- A Primeira Turma do Supremo Tribunal Federal tornou réu o deputado estadual Sargento Rodrigues (PL-MG) por incitação ao crime e associação criminosa, com base em vídeo publicado em oito de janeiro de dois mil e vinte e três.
- O julgamento começou em vinte e um de novembro, e o plenário virtual continua aberto.
- A denúncia sustenta que Rodrigues incentivou publicamente atos criminosos de subversão da ordem democrática.

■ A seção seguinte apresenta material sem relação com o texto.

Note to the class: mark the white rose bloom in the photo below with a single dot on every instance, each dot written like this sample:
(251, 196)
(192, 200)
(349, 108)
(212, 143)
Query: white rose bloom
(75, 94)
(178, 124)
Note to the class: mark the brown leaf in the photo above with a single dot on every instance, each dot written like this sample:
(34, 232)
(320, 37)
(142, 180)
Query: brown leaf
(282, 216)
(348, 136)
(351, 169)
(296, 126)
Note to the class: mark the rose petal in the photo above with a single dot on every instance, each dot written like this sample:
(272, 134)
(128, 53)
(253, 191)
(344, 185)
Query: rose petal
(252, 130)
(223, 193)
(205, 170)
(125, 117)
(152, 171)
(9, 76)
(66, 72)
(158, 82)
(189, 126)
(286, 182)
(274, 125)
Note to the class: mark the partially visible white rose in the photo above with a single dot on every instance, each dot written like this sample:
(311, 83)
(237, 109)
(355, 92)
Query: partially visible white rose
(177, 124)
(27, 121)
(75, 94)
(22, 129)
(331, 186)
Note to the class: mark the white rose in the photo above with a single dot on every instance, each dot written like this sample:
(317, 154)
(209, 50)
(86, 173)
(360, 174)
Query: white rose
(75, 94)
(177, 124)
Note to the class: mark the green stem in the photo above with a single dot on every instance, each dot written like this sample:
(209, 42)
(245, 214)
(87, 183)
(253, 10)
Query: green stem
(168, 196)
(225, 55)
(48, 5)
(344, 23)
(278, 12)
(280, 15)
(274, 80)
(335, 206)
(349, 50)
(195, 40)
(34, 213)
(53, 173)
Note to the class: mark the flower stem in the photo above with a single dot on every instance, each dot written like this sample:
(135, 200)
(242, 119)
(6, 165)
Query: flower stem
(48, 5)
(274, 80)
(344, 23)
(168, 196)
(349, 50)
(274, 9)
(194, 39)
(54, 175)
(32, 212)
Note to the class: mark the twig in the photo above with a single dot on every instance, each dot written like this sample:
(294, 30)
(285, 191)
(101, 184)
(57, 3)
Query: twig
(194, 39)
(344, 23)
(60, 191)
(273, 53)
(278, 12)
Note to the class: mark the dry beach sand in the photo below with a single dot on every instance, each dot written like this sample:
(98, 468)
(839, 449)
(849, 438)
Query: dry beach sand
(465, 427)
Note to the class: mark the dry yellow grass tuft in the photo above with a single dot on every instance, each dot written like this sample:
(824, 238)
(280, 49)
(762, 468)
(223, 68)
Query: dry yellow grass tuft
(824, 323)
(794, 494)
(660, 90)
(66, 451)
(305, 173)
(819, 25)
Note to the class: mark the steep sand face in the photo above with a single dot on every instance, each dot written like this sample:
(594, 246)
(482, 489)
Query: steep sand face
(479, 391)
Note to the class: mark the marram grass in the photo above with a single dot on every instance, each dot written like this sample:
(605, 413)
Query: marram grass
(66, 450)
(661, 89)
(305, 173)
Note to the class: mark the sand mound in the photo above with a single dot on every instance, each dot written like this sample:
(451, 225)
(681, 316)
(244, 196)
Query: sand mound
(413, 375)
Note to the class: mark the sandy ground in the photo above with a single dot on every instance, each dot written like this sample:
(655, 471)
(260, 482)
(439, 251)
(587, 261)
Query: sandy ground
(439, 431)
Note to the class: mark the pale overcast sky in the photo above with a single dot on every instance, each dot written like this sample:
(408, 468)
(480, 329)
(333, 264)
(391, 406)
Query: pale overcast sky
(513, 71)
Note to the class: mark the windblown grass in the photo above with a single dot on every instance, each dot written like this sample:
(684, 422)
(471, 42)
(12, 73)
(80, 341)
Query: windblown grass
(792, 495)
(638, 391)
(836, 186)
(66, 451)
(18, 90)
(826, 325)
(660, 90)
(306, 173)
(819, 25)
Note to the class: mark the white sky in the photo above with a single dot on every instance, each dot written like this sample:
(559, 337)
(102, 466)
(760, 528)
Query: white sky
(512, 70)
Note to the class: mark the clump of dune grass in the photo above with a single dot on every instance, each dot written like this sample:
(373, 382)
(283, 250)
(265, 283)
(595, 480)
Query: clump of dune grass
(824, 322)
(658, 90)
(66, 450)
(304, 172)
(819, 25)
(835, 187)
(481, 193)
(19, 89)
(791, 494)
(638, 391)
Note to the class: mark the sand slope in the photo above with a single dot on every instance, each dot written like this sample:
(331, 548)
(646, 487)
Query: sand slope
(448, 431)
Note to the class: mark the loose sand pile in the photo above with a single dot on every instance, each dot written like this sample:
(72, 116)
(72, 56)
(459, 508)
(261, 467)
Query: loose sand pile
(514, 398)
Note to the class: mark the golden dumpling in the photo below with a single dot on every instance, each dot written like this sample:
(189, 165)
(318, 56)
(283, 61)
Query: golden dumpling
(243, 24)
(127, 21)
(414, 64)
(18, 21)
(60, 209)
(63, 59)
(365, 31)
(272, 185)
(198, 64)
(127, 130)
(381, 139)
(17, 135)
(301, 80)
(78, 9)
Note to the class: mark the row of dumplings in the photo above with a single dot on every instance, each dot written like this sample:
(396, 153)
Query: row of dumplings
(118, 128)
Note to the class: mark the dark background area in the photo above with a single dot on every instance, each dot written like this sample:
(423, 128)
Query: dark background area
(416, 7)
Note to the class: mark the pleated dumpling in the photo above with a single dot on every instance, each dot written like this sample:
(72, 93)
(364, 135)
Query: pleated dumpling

- O inquérito transforma-se em ação penal, e o STF mantém a competência para julgar atos antidemocráticos, com defesa ainda a apresentar contestações.
- Há expectativa de condenação para réus relacionados ao suposto plano golpista, seguindo a linha da Primeira Turma, que já condenou o ex-presidente Jair Bolsonaro.
O Supremo Tribunal Federal manteve a decisão de tornar réu o deputado estadual Sargento Rodrigues (PL-MG) por incitação ao crime e associação criminosa. A denúncia se baseia em um vídeo publicado pelo parlamentar em 8 de janeiro de 2023, no qual ele faz comentários que a acusação classifica como incentivo a atos antidemocráticos.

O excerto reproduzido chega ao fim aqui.